# Amazon SageMaker JumpStart Object Detection for Bird Species

## Introduction

Object detection is the process of identifying and localizing objects in an image. A typical object detection solution takes an image as input and provides a bounding box on the image where an object of interest is found. It also identifies what type of object the box encapsulates.

This notebook is an end-to-end example showing how Amazon SageMaker JumpStart can be used to train an object detection model on a custom dataset. We use the [Caltech Birds (CUB 200 2011)](http://www.vision.caltech.edu/visipedia/CUB-200-2011.html) dataset, which contains images of 200 bird species with bounding box annotations.

### What is JumpStart?

JumpStart provides pre-trained models that can be fine-tuned on your custom data without writing training scripts. This notebook uses the **Faster R-CNN with ResNet-50** backbone, which is a popular object detection architecture that balances accuracy and speed.

### What You'll Learn

- How to prepare custom data in COCO format for object detection
- How to train a JumpStart model on your own dataset
- How to deploy and test an object detection model
- How to visualize detection results

In [None]:
import os
import json
import time
from sagemaker.core.helper.session_helper import Session, get_execution_role
from sagemaker.train.model_trainer import ModelTrainer
from sagemaker.train.configs import InputData
from sagemaker.core.jumpstart.configs import JumpStartConfig

sagemaker_session = Session()
bucket = sagemaker_session.default_bucket()
role = get_execution_role()

print(f'Bucket: {bucket}')
print(f'Role: {role}')

## 1. Download and Prepare CUB Dataset

The [Caltech Birds (CUB 200 2011)](http://www.vision.caltech.edu/visipedia/CUB-200-2011.html) dataset contains 11,788 images across 200 bird species. Each species comes with around 60 images, with a typical size of about 350 pixels by 500 pixels. Bounding boxes are provided for each bird in the image.

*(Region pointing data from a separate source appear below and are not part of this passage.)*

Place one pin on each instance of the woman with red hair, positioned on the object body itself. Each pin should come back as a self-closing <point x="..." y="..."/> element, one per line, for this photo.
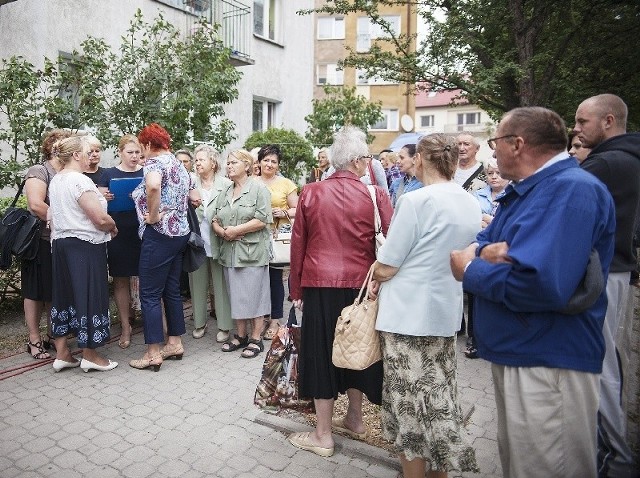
<point x="161" y="204"/>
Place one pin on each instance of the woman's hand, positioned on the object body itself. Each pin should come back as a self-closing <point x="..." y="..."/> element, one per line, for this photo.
<point x="232" y="233"/>
<point x="153" y="219"/>
<point x="278" y="212"/>
<point x="373" y="288"/>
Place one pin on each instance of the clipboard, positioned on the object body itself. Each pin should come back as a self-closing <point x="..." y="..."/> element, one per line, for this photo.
<point x="121" y="188"/>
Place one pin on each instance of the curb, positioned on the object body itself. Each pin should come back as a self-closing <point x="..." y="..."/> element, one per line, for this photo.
<point x="357" y="449"/>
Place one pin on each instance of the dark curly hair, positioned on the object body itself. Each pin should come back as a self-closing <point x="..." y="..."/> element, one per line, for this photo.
<point x="268" y="149"/>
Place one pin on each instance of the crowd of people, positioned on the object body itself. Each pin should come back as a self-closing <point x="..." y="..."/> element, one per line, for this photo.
<point x="497" y="249"/>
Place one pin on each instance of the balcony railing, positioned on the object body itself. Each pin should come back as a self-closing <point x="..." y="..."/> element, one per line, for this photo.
<point x="233" y="16"/>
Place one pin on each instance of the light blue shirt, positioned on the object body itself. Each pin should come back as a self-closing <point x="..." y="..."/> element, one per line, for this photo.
<point x="423" y="298"/>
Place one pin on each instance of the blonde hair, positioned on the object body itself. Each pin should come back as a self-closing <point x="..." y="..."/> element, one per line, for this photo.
<point x="440" y="152"/>
<point x="212" y="154"/>
<point x="93" y="141"/>
<point x="65" y="148"/>
<point x="245" y="157"/>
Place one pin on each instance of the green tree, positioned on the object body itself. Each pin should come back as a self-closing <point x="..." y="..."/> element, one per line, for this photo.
<point x="27" y="98"/>
<point x="342" y="106"/>
<point x="155" y="76"/>
<point x="297" y="153"/>
<point x="509" y="53"/>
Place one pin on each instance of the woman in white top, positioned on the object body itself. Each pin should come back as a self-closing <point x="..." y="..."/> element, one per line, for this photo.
<point x="80" y="229"/>
<point x="419" y="313"/>
<point x="209" y="183"/>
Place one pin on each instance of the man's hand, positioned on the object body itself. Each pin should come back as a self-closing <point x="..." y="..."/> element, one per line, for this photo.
<point x="486" y="220"/>
<point x="459" y="259"/>
<point x="496" y="253"/>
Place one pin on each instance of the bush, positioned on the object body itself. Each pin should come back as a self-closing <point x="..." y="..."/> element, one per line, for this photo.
<point x="10" y="279"/>
<point x="297" y="153"/>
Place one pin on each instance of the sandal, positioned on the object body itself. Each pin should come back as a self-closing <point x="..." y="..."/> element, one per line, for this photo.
<point x="270" y="334"/>
<point x="471" y="351"/>
<point x="50" y="343"/>
<point x="230" y="345"/>
<point x="250" y="351"/>
<point x="41" y="353"/>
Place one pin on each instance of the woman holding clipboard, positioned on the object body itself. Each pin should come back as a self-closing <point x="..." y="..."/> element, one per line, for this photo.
<point x="124" y="250"/>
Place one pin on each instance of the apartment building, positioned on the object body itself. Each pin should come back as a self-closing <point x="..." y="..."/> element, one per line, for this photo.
<point x="272" y="46"/>
<point x="443" y="111"/>
<point x="333" y="34"/>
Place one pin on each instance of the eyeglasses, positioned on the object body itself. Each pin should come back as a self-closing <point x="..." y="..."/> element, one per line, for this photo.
<point x="492" y="141"/>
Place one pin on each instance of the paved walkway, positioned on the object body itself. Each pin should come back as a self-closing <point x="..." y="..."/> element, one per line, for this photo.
<point x="194" y="418"/>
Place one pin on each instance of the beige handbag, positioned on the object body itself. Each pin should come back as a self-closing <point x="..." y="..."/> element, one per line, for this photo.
<point x="356" y="344"/>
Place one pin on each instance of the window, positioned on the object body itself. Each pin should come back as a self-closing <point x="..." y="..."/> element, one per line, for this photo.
<point x="389" y="121"/>
<point x="368" y="31"/>
<point x="363" y="79"/>
<point x="266" y="14"/>
<point x="329" y="74"/>
<point x="467" y="119"/>
<point x="330" y="28"/>
<point x="265" y="114"/>
<point x="427" y="121"/>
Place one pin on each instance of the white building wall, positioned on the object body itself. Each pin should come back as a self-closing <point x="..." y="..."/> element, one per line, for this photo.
<point x="282" y="72"/>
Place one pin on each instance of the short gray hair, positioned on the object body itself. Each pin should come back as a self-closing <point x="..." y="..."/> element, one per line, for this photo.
<point x="212" y="153"/>
<point x="348" y="144"/>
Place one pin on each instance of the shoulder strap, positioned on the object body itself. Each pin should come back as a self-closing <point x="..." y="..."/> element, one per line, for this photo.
<point x="15" y="198"/>
<point x="372" y="177"/>
<point x="377" y="223"/>
<point x="476" y="173"/>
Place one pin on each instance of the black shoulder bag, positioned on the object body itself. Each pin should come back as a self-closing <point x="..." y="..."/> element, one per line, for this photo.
<point x="19" y="233"/>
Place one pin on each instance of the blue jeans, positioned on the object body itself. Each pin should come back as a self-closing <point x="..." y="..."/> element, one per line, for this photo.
<point x="160" y="267"/>
<point x="277" y="293"/>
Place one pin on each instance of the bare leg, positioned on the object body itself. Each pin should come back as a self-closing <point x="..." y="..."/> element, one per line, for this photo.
<point x="258" y="324"/>
<point x="353" y="418"/>
<point x="122" y="296"/>
<point x="322" y="434"/>
<point x="414" y="468"/>
<point x="62" y="350"/>
<point x="32" y="314"/>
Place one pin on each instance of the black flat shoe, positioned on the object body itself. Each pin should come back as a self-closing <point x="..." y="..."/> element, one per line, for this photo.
<point x="230" y="345"/>
<point x="49" y="343"/>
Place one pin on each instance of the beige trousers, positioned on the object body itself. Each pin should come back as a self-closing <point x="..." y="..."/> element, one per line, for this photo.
<point x="546" y="421"/>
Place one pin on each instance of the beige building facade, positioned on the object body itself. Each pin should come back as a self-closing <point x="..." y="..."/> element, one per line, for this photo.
<point x="332" y="35"/>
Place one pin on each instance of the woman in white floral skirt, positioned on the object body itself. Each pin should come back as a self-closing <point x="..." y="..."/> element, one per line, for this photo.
<point x="419" y="313"/>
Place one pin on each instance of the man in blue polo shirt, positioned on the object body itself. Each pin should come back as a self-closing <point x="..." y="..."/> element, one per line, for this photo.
<point x="525" y="268"/>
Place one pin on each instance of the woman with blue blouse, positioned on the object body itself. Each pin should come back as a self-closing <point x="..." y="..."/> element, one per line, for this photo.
<point x="408" y="182"/>
<point x="161" y="204"/>
<point x="241" y="215"/>
<point x="420" y="310"/>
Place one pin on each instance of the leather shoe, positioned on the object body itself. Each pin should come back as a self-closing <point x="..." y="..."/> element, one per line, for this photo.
<point x="86" y="365"/>
<point x="60" y="364"/>
<point x="301" y="440"/>
<point x="199" y="332"/>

For this demonstration, we'll use a subset of 5 bird species to keep training time manageable. The same approach works for all 200 species.

In [None]:
# Download CUB-200-2011 dataset
!wget -q https://data.caltech.edu/records/65de6-vp158/files/CUB_200_2011.tgz
!tar -xzf CUB_200_2011.tgz
print('Dataset downloaded and extracted')

## 2. Create COCO Format Annotations

JumpStart object detection models expect data in COCO (Common Objects in Context) format, which is a standard format for object detection datasets.

### COCO Format Structure

A COCO dataset consists of:
- **images**: List of image metadata (id, filename, width, height)
- **annotations**: List of bounding boxes with category labels
- **categories**: List of object categories (id, name)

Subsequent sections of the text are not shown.